Trichotillomania treatment is one of the most difficult aspects about dealing with this condition. People suffering from this condition pull hair out in response to negative stimuli such as stress, fear or anxiety. Many people suffer for years before coming to terms with this condition and finding a trichotillomania treatment that works for them. While most trichotillomania treatments involve professional help with medications or hypnosis, there are several behavioral therapies that may be able to help sufferers control their compulsive hair pulling. Trichotillomania can be difficult to treat because it has no known cause, but there are several known conditions that can lead to compulsive hair pulling.

One of the best trichotillomania treatments is known as “behavioral substitution” therapy. This therapy targets the psychological triggers of trichotillomania and then helps sufferers replace these triggers with new, more healthy behavior. An excellent trichotillomania treatment for this condition involves deactivating the brain’s reward system. When a person is pulled by the hair-pulling behaviors, they are typically rewarded with “high” rewards such as treats, cash or other rewards that seem to be little or nothing at the time, but which give them pleasure when they are pulled. The new behavior that replaces the old behavior becomes a core part of the sufferer’s identity – and thus, their trichotillomania treatment.

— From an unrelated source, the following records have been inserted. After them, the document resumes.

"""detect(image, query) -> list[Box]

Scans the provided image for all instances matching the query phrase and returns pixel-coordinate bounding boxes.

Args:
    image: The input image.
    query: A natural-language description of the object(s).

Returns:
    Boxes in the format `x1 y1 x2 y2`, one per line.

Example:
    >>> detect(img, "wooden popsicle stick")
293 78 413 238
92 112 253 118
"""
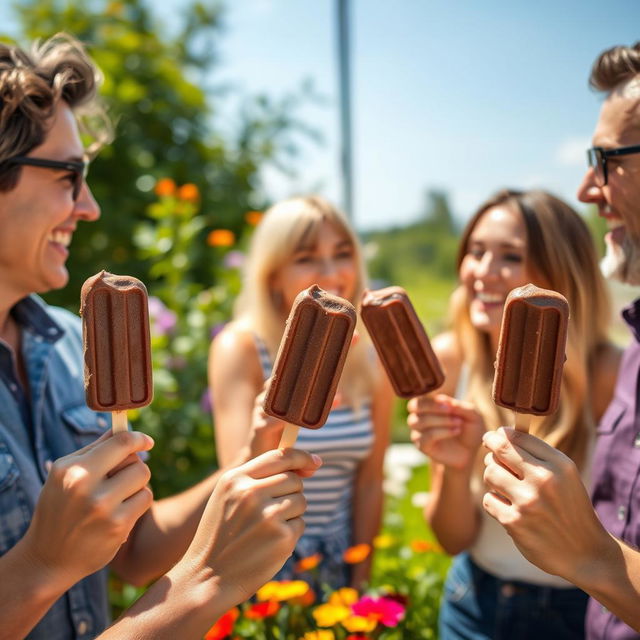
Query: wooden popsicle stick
278 422 300 449
513 411 531 433
111 411 129 433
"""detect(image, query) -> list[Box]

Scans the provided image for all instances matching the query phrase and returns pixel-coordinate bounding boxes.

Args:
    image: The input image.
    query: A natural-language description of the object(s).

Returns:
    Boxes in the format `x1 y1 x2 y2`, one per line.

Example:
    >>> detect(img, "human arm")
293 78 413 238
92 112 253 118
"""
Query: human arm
99 449 319 640
589 342 622 424
351 370 394 589
483 428 640 631
208 323 264 467
0 432 153 640
407 333 484 554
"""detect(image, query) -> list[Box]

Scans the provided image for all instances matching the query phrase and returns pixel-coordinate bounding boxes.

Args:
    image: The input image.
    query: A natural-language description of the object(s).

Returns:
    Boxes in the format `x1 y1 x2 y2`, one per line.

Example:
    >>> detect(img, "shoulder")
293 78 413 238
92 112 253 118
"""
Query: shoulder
209 322 263 385
592 342 623 420
431 331 464 395
210 322 257 359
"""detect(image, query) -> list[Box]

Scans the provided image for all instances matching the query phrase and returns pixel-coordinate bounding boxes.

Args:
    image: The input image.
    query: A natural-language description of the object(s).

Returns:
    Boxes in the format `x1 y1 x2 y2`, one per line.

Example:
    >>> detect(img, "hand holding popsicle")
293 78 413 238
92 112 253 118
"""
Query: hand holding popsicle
80 271 153 433
493 284 569 431
264 285 356 448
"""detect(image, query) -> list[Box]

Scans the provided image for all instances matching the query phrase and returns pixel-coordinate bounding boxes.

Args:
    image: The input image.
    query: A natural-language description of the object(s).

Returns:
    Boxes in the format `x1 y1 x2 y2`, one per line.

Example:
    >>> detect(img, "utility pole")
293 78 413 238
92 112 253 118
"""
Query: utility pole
336 0 353 222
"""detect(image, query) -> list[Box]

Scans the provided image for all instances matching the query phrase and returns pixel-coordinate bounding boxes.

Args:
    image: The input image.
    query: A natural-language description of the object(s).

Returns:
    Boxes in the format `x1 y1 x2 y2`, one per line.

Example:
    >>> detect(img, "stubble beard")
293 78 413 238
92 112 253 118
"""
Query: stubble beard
600 235 640 286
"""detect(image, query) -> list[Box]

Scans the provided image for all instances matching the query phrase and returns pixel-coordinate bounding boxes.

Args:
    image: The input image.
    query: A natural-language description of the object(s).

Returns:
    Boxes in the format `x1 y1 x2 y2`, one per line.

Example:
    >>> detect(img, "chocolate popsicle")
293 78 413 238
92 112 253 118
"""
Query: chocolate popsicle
360 287 444 398
264 285 356 447
80 271 153 433
493 284 569 431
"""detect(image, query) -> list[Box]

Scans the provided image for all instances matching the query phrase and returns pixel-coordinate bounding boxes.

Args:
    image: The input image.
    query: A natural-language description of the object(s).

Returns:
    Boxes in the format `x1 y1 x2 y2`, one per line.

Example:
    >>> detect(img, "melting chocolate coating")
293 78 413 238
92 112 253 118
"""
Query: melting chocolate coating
80 271 153 411
493 284 569 416
264 285 356 429
360 287 444 398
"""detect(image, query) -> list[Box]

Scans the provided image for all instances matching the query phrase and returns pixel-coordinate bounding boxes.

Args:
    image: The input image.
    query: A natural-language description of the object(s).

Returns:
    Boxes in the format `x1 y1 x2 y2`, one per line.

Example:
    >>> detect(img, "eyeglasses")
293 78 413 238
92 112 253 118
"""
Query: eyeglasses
5 156 89 202
587 144 640 187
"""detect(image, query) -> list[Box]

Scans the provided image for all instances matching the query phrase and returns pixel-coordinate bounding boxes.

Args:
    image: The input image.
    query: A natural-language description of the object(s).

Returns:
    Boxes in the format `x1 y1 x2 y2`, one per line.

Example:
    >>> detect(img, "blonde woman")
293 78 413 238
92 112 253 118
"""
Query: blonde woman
209 197 392 588
408 191 620 640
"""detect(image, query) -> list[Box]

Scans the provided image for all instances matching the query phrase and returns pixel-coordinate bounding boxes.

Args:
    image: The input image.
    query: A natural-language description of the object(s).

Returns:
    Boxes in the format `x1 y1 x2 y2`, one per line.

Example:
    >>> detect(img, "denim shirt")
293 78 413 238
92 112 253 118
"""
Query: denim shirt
0 296 111 640
586 299 640 640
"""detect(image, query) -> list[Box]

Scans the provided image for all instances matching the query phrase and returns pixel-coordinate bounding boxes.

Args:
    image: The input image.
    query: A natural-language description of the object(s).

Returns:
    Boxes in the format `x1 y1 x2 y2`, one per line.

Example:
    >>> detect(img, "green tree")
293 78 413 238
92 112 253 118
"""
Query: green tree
10 0 313 308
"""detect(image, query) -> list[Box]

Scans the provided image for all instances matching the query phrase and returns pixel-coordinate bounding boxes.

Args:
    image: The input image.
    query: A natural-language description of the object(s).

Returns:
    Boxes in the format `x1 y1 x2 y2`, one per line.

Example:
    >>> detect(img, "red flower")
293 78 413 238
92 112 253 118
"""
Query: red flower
244 602 280 620
351 596 405 627
204 607 240 640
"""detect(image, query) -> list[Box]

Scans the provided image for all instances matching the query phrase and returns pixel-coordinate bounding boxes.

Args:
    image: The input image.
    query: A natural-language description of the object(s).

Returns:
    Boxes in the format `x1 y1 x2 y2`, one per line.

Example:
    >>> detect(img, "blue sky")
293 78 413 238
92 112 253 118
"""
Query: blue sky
190 0 640 230
5 0 640 230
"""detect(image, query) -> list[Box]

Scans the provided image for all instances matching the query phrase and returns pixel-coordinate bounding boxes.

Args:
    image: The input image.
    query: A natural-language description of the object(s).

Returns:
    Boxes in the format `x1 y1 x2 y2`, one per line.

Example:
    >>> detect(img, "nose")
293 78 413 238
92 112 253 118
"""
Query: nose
474 251 498 278
577 167 604 203
73 181 100 222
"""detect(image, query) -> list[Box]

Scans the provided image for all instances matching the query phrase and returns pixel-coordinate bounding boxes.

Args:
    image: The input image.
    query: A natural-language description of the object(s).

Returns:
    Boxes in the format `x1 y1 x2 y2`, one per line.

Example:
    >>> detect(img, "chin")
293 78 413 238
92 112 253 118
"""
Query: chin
600 236 640 286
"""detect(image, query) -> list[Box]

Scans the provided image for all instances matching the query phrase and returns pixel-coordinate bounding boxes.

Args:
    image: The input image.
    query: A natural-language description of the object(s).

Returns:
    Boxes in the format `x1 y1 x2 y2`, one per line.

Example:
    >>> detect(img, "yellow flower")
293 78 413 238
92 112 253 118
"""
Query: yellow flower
178 182 200 202
300 630 335 640
295 553 322 573
155 178 176 198
207 229 236 247
373 533 396 549
313 604 351 627
342 543 371 564
256 580 310 602
329 587 360 607
342 616 378 633
244 211 264 227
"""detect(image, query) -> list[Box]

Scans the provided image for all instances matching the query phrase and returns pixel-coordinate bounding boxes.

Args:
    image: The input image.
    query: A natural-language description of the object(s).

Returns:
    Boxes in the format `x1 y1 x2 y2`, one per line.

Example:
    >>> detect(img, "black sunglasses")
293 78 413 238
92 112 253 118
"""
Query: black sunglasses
5 156 89 202
587 144 640 187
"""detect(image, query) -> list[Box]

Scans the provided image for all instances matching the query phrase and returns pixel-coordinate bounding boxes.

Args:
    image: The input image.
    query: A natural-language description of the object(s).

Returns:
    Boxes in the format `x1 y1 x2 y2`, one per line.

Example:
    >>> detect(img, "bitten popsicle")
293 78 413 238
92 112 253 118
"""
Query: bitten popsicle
360 287 444 398
493 284 569 431
80 271 153 433
264 285 356 447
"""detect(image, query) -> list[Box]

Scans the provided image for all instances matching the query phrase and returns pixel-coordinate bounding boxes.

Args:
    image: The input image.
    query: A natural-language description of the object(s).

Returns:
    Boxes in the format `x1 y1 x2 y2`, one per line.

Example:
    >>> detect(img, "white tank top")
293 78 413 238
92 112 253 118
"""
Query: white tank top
456 364 589 589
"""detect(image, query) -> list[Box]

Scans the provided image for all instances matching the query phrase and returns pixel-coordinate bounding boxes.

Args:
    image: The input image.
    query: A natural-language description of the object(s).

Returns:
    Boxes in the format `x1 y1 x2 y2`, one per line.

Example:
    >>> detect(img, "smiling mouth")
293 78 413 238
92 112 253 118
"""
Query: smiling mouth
47 231 71 247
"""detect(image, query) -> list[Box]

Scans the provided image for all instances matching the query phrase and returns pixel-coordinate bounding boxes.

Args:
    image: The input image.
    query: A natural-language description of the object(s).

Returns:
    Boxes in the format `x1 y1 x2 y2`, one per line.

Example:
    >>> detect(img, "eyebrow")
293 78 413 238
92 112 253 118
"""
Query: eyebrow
469 240 525 249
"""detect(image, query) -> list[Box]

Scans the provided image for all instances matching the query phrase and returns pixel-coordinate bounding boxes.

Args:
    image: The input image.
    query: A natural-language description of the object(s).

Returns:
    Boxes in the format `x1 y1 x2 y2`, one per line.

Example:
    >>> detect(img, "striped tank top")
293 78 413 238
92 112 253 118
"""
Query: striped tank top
256 336 374 538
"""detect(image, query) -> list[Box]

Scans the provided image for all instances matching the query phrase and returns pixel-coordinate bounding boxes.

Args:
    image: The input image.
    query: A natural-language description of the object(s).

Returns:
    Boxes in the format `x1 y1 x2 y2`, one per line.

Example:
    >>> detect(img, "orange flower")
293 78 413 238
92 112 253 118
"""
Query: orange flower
289 588 316 607
244 211 264 227
178 182 200 202
204 607 240 640
409 540 441 553
155 178 176 198
244 602 280 620
294 553 322 573
256 580 310 602
207 229 236 247
329 587 359 607
342 543 371 564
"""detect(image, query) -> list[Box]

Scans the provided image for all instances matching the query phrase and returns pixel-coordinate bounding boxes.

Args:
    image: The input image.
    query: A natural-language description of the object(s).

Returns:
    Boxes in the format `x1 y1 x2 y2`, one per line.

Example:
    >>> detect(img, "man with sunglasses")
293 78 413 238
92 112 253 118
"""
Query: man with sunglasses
0 35 319 640
484 42 640 640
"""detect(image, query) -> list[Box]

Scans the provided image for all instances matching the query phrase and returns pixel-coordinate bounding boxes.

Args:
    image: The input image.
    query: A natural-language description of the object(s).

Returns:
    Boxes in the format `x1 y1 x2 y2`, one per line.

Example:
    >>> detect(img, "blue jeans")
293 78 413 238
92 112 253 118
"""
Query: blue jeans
438 553 588 640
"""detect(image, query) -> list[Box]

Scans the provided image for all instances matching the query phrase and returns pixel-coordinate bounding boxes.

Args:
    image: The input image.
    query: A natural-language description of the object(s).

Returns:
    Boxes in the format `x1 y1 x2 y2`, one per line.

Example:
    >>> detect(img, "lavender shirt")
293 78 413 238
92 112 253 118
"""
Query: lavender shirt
586 298 640 640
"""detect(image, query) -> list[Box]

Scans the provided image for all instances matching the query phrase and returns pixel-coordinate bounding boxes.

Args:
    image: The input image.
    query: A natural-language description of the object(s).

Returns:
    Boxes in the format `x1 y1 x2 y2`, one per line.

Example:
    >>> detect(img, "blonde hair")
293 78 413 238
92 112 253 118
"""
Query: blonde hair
450 190 611 466
234 196 375 407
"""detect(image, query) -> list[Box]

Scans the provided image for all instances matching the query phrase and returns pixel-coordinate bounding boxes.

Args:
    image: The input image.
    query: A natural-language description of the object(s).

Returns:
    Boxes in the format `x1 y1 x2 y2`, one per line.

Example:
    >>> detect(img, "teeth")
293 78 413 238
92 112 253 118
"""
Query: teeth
49 231 71 247
476 291 504 303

Some sufferers have found great success using cognitive behavioral therapy (CBT). Cognitive behavioral therapy is based on the idea that compulsive behavioral tendencies are caused by distorted thoughts that provide little value and can be easily turned into behaviors that provide greater value and satisfaction. CBT trichotillomania treatment works by targeting those thoughts and replacing them with more rational and healthier ones.

However, some sufferers find that CBT does not work for them. In these cases, it is important for the trichotillomania sufferer to work on their own to conquer trichotillomania and bring their lives back under control. One very simple way to combat trichotillomania is to maintain a strict routine of daily exercises. Regular physical activity and exercise to release endorphins, the “happy chemicals” in your body that make you feel good. These hormones are essential in controlling the hair pulling behavior.

Another simple way to control behavior therapy is to learn self-control. In the ssris-based therapy, the patient learns to monitor their hair pulling and replace it with healthier habits. For instance, they may learn to pull their head back when they feel the urge to pull, stop completely, or change the direction of their pulling as they feel an urge to pull harder. They also practice new skills like counting backwards while pulling and refraining from picking their nails.

If SSRIs are ineffective in a trichotillomania treatment plan, the next step may be therapy focused on the underlying cause of the disorder. Commonly known as trichotillomania genetics, this is particularly useful for teens that have had severe negative experiences in the family, or have experienced a traumatic event or life experience. The resulting lack of parental guidance can lead to the inability to properly express emotion or develop healthy coping mechanisms. This can result in extreme stress and anxiety that manifests itself in pulling.

It can be quite difficult to completely reduce symptoms of this condition due to the fact that people tend to pull often while they are in a state of mental health. That is why many recommend cognitive behavioral therapy (CBT). CBT works by helping the sufferer to recognize and control their tendency to pull. It is done by investigating and modeling behaviors associated with the symptoms, such as self-help books, behaviors from authority figures, environmental factors and others. The goal is to reduce these behaviors until the patient has a better understanding of their triggers and how to control them.

Medications used to treat this condition are also quite effective. Trichotillomania drugs such as alprazolam (also known as Anafranil) and clomipramine (also known as Anafranil) are commonly used to combat this condition. However, SSRIs (Selective Serotonin Reuptake Inhibitors) are considered less effective in treating this condition because these types of antidepressants tend to have much stronger behavioral side effects. More effective means of treating this disorder would include a combination of medication and therapy.